Au-delà du site industriel, la diffusion des PFAS pose une véritable menace pour l’environnement normand. Ces substances chimiques peuvent migrer vers la Seine et infiltrer les réserves d’eau potable, impactant ainsi la santé des populations locales. Les collectivités telles que Veolia, Suez ou Air Liquide, impliquées dans la gestion des eaux, suivent de près cette problématique qui suscite de multiples interrogations sur la qualité de l’eau distribuée, comme dans plusieurs communes récemment mises en alerte dans la Seine-Maritime.

Une ressource fragilisée qui rappelle l’importance d’actions concertées, notamment pour préserver les lieux de baignade en Normandie, fréquemment appréciés pour leur propreté, comme le souligne un dernier bilan régional disponible ici. Par ailleurs, la contamination évoque aussi des drames environnementaux récents, à l’image des porcs décimés dans des exploitations locales, liés à la qualité des cours d’eau détaillés dans cet article.

Les défis de la dépollution et les responsabilités des industriels

L’élimination des PFAS, du fait de leur résistance chimique et de leur mobilité dans l’environnement, représente un défi technique et financier majeur. Le pompage et le traitement des eaux contaminées apparaissent comme les seules solutions possibles à court terme pour limiter la propagation dans la Seine et au-delà. Néanmoins, cette opération soulève la question de la répartition des coûts, entre les industriels du secteur tels Arkema, Lubrizol, TotalEnergies, et les collectivités locales.
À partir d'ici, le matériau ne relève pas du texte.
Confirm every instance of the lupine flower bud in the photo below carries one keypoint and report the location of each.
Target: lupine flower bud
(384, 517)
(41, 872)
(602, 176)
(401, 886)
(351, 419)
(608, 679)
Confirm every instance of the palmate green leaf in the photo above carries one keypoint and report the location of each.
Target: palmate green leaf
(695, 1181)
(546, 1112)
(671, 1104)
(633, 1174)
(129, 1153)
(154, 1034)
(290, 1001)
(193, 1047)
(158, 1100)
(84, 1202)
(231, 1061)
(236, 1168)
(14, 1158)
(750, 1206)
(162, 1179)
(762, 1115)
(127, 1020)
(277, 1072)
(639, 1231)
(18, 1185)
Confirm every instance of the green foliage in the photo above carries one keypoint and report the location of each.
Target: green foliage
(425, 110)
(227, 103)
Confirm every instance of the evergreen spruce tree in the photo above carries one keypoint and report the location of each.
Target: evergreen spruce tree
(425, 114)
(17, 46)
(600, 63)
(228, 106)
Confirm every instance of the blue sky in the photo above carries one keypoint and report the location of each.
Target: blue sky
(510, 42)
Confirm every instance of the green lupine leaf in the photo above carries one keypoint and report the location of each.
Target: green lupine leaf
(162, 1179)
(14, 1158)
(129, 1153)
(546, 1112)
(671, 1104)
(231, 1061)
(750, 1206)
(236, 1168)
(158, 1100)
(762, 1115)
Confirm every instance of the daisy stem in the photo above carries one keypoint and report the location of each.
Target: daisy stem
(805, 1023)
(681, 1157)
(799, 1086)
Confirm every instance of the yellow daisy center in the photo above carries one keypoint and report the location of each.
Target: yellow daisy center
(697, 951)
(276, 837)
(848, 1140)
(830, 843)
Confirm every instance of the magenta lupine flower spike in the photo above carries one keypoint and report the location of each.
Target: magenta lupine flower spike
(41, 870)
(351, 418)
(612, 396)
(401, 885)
LIRE  Tourisme : Les îles Anglo-normandes à l'aube de la disparition de la carte d'identité ?

Christophe Holleville, figure active de l’Union des victimes de Lubrizol, redoute que l’effort financier incombe davantage aux contribuables, en raison d’un manque d’engagement des entreprises à assumer leurs responsabilités. Dans un contexte où les préjudices environnementaux s’ajoutent aux répercussions sanitaires, la question de la transparence et de la rigueur dans le suivi de ces sites devient cruciale.

Surveillance renforcée et perspectives d’évolution réglementaire

La préfecture de Seine-Maritime assure un suivi biannuel des eaux souterraines sous le site Lubrizol, affirmant que les normes de potabilité ne s’appliquent pas directement à l’aquifère concerné, car il n’est pas actuellement utilisé pour l’alimentation en eau potable. Toutefois, la reconnaissance de la persistance des PFAS dans l’environnement a poussé au renforcement des contrôles et à une meilleure collaboration entre autorités, industriels et associations environnementales.

Les cadres réglementaires nationaux et européens tentent d’adapter leurs seuils et méthodes d’analyse pour mieux appréhender la complexité de ces polluants. Ces efforts s’alignent avec les initiatives d’acteurs majeurs comme Michelin, qui s’engagent dans une transition vers une industrie plus durable et respectueuse de l’eau et des sols. La vigilance reste toutefois de mise, alors que cette pollution soulève des interrogations sur les pratiques passées, actuelles, et les impacts futurs.